- Danielle Wightman-Stone |
The national town centre vacancy rate reached 10.3 percent in July, its highest level since January 2015, according to new figures by the British Retail Consortium-Springboard footfall and vacancies monitor.
Despite a slight increase by 0.1 percent on the previous quarter of 10.2 percent, total footfall also declined by 1.9 percent between June 30 and July 27, marking the worst decline for the month of July since 2012.
Shopping centre footfall was hardest hit, declining by 3.1 percent, following July 2018’s decline of 3.4 percent, this is in comparison to the high street footfall that declined by 2.7 percent.
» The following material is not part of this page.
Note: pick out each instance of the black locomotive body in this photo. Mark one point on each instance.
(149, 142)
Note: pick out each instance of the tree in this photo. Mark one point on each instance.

The only increase in footfall was seen by retail parks which recorded a rise of 1.2 percent, following from July 2018 when footfall decreased by 0.5 percent.
Retail Park footfall the only area to see an increase in footfall
Diane Wehrle, Springboard marketing and insights director, explained the increase in footfall for retail parks: “Consumer demand is ever more polarised between convenience and experience, and the stronger performance of out of town destinations where footfall rose by +1.2 percent in July reflects the fact that retail parks are successfully bridging the convenience-experience gap. They not only offer consumers accessible shopping environments with free parking and easy click and collect opportunities for online purchases, but many also combine this with an enhanced experience that includes coffee shops and casual dining restaurants, and some also have leisure facilities.
“The attraction of retail parks was demonstrated clearly in the last week of the month when temperatures reached record levels. With temperatures peaking at nearly 40 degrees on the Wednesday and Thursday of that week, footfall in high streets and shopping centres declined by an average of -7 percent on those two days, but only by -0.5 percent in retail parks. Indeed, the positive footfall result for out of town destinations in July, particularly the fact that footfall rose by +2.1 percent during day time trading hours, demonstrates that if the offer is right consumers will spend.”
Helen Dickinson, chief executive of the British Retail Consortium, added in a statement: “Retailers have faced a challenging environment this month, with declines in footfall on High Streets and Shopping Centres. Sluggish sales growth and declining footfall also contributed to the rise in town centre vacancies, which rose to their highest level since January 2015. High streets and town centres play an important part in our local communities, and we should be concerned by the rise in empty store fronts.
“If the Government wishes to avoid seeing more empty shops in our town centres then they must act to relieve some of the pressure bearing down on the high street. Currently, retail accounts for 5 percent of the economy, yet pays 10 percent of all business costs and 25 percent of all business taxes. The rising vacancy figures show this is simply not sustainable. We need an immediate freeze in rates, as well as fixing the Transitional Relief, which leads to cornershops in Redcar subsidising banks in central London.”